GAMUDA: Construction Group Poised for Strong Earnings Growth, Target Price Raised
Investment Bank | TA SECURITIES |
---|---|
TP (Target Price) | RM6.64 (+18.4%) |
Last Traded | RM5.61 |
Recommendation |
A leading investment bank has reiterated a “BUY” rating for a prominent construction group, raising its target price to RM6.64 from RM5.33. The upgrade comes as the group is poised for stronger sequential earnings in the fourth quarter of FY25, driven by improved project recognition and a robust long-term outlook.
Performance Review
The group anticipates its 4QFY25 core earnings to fall within the RM250-290 million range, primarily due to accelerated progress in its data center (DC) and Australian infrastructure projects. While sequential growth is strong, year-on-year performance for the quarter is expected to be relatively flat, attributed to a softer property development segment. This softness is largely due to delays in project approvals in Vietnam. Despite near-term earnings volatility, the firm maintains strong confidence in the group’s long-term earnings visibility, underpinned by its substantial RM39.8 billion order book. A significant portion of this, RM25.4 billion (64%), is still in the early stages of the construction S-curve, indicating future revenue recognition. The firm noted improved margins from a rising share of domestic projects, which typically yield higher profit before tax margins (10-12%) compared to overseas jobs (8%). This shift in revenue mix is expected to drive a 24% compounded annual growth rate (CAGR) in core net profit over FY24-27E.

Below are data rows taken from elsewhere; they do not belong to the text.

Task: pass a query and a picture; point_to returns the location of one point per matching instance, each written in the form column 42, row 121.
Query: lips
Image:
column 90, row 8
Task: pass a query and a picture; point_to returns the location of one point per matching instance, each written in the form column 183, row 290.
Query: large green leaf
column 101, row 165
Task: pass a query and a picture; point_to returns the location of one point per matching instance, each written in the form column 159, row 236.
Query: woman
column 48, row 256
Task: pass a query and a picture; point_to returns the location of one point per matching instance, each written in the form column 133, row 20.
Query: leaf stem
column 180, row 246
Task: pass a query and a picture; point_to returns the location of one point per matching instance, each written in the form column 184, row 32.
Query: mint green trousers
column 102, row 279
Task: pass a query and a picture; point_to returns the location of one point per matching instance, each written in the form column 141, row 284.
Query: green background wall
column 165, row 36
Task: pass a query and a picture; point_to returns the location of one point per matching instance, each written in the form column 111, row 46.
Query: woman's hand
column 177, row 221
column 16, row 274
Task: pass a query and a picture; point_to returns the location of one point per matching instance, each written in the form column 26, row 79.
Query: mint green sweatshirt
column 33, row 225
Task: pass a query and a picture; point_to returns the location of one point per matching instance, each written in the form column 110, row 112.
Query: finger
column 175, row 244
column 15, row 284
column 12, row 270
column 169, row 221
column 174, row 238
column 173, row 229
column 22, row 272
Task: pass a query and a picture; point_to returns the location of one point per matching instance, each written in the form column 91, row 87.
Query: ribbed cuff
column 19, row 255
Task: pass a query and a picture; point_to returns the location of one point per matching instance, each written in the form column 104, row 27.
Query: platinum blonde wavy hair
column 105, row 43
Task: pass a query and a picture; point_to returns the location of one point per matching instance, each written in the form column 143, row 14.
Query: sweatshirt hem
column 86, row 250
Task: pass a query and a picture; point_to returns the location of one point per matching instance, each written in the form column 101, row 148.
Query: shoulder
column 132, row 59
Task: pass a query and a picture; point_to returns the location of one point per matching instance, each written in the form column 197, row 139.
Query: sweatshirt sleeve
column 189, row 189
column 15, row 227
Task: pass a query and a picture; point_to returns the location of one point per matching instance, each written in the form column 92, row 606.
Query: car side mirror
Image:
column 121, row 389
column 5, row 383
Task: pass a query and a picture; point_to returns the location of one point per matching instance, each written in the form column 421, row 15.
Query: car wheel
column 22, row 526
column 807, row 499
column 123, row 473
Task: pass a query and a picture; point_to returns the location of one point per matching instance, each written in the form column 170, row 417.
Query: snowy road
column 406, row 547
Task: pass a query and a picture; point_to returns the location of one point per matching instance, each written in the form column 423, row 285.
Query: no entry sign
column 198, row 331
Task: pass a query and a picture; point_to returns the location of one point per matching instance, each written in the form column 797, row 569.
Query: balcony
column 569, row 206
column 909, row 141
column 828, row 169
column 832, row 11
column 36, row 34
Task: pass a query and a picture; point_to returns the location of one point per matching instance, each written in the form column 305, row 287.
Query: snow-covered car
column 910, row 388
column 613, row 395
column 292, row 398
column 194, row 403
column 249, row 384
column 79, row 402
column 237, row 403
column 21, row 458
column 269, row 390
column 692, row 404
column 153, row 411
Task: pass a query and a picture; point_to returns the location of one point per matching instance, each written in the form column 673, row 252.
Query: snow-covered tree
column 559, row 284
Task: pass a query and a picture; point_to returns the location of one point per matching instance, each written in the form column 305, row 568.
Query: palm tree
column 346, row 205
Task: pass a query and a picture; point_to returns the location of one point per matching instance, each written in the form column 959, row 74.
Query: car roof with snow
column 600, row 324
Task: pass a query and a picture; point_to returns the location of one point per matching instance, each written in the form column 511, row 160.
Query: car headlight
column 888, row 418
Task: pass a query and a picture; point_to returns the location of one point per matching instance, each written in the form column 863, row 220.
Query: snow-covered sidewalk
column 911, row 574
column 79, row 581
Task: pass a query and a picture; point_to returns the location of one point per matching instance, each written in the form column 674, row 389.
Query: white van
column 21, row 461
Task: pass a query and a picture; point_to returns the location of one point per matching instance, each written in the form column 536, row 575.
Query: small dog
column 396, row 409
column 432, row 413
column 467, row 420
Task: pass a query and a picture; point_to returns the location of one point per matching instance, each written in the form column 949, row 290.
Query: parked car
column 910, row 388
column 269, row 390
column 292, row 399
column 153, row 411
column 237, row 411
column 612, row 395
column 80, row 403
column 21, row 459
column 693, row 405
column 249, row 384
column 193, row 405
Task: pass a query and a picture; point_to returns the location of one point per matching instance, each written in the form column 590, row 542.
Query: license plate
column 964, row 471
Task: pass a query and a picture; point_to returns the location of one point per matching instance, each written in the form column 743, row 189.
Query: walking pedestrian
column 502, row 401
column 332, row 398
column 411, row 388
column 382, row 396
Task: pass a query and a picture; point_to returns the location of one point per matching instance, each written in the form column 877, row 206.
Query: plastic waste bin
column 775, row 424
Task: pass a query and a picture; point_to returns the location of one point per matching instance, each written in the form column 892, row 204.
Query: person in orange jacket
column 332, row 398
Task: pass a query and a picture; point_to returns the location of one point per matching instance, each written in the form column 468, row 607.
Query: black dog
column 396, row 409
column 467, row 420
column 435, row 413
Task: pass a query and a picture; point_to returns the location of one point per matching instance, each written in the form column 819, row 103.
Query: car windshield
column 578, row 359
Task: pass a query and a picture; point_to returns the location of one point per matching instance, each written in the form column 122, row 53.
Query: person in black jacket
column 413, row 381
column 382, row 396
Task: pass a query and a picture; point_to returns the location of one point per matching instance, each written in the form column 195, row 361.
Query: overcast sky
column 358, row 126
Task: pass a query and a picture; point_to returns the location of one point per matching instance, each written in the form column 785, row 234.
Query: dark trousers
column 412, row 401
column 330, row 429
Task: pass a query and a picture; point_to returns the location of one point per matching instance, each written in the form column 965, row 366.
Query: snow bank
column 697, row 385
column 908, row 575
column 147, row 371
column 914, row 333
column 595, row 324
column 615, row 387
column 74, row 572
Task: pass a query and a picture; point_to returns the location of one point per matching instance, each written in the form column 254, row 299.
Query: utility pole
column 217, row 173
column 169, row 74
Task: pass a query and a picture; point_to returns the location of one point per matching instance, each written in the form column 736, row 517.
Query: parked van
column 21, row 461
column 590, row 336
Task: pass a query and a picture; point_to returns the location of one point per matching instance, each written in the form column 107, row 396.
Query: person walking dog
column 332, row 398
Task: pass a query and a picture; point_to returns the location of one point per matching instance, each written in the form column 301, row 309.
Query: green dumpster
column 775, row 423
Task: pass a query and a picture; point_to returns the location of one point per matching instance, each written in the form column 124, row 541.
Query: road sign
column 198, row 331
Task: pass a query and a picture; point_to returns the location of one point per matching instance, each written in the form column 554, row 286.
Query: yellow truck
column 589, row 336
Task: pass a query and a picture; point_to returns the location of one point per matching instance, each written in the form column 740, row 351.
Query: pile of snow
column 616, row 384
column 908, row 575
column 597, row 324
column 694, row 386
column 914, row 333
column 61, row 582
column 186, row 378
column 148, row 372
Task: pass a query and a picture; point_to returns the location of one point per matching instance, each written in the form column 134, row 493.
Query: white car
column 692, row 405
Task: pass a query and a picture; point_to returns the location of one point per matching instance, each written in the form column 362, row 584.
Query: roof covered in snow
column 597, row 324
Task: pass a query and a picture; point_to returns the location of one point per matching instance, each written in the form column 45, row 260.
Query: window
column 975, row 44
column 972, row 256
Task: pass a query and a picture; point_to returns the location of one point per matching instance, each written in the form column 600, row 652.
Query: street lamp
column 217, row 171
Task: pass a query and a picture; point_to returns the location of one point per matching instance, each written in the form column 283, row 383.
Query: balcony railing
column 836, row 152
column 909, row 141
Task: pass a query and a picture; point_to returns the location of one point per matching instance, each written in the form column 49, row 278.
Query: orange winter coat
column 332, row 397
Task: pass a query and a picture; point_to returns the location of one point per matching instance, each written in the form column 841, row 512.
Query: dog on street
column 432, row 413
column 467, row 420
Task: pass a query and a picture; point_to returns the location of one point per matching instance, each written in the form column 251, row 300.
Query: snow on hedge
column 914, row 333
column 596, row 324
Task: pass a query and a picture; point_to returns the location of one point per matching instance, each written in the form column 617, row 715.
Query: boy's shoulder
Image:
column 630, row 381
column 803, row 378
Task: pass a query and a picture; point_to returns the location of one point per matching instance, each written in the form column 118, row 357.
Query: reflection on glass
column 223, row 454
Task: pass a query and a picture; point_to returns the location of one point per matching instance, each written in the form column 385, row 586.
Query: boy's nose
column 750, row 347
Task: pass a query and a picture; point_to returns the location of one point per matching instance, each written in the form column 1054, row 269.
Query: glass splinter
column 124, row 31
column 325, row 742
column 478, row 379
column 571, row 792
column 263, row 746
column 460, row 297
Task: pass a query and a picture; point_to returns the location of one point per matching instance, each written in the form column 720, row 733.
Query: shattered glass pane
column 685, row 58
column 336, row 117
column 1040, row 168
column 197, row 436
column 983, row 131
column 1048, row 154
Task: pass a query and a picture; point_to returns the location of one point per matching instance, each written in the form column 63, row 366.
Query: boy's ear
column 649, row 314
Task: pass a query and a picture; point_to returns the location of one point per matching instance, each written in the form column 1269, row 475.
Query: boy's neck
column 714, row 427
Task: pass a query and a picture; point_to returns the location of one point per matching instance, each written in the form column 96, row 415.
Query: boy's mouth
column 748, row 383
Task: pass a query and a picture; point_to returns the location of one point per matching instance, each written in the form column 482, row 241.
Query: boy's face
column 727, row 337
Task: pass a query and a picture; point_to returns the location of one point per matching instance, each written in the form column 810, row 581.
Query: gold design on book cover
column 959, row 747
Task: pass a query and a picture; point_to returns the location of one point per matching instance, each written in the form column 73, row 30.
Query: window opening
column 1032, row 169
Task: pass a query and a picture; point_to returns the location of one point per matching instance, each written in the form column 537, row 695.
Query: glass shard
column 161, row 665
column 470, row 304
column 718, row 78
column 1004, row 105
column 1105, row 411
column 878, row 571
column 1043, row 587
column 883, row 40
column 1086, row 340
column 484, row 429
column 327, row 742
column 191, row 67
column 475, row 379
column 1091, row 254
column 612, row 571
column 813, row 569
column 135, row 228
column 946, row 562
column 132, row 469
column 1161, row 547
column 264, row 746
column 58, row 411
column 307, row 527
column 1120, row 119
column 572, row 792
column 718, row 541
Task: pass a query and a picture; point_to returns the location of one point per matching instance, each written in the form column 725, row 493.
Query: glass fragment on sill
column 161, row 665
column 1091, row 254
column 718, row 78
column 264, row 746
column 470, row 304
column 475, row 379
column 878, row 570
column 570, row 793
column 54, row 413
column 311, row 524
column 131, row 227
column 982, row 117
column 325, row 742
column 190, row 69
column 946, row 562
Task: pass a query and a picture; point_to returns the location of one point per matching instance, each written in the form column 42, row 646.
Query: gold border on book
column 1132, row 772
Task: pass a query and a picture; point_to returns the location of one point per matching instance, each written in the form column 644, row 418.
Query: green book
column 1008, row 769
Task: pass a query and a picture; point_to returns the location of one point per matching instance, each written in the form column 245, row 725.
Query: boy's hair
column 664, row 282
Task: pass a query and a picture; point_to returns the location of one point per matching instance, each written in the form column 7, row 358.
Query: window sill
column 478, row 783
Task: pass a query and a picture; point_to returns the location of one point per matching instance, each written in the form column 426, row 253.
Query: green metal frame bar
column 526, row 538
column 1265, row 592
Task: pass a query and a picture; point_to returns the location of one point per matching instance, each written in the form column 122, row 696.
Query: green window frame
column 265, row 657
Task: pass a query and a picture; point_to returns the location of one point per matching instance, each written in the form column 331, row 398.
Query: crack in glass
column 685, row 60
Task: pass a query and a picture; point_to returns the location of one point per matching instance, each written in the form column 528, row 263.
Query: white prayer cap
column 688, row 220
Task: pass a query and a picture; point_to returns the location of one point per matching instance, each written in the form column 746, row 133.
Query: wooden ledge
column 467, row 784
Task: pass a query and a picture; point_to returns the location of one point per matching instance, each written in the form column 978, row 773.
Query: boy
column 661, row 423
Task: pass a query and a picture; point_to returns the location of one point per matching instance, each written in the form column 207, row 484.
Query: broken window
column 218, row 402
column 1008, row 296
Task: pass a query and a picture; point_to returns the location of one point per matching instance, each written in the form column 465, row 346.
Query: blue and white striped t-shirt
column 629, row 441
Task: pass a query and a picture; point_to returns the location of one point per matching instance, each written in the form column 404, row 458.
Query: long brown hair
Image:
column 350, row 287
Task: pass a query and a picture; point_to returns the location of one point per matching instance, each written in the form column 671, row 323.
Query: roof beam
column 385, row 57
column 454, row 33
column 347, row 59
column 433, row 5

Strategic Initiatives and Future Outlook
The group is actively diversifying its order book and reshaping its earnings profile, particularly through an aggressive push into the fast-growing renewable energy (RE) space. It is in the process of finalizing 3.3GW of RE assets in Australia and Malaysia, including wind-solar farms and a CRESS solar farm, which are expected to generate sustainable, long-term recurring income streams and significant EPCC (engineering, procurement, construction, and commissioning) opportunities. The robust tender pipeline includes key projects such as RM4-6 billion Pearl Computing DC packages, RM6 billion Sydney Metro West stations, RM4 billion Sabah water treatment, and RM3 billion additional Penang LRT works. The recent approval of the MRT3 Circle Line in July 2025 is expected to catalyze a new upcycle for the construction sector, with the group being a prime beneficiary. To meet its RM40-45 billion order book target by end-CY25, the group needs to secure an additional RM7-12 billion in new wins, a goal deemed well within reach given the active tender pipeline.
Valuation and Recommendation
The investment bank reaffirms its “BUY” recommendation, raising the 12-month Sum-of-Parts (SOP) derived target price to RM6.64. This revised valuation incorporates a rolled-forward valuation horizon to FY27E, better reflecting the earnings visibility from its extensive order book and the valuation of new water concession assets. The new target price implies a FY27E PER of 23x, positioning it at +2 standard deviations above its 10-year historical mean. This premium is justified by the group’s consistent contract flow, strong execution track record, and increasing exposure to high-growth RE and data center projects. Key risks to this optimistic outlook include potential delays in project execution, slower-than-expected contract wins, weaker property sales, and cost overruns.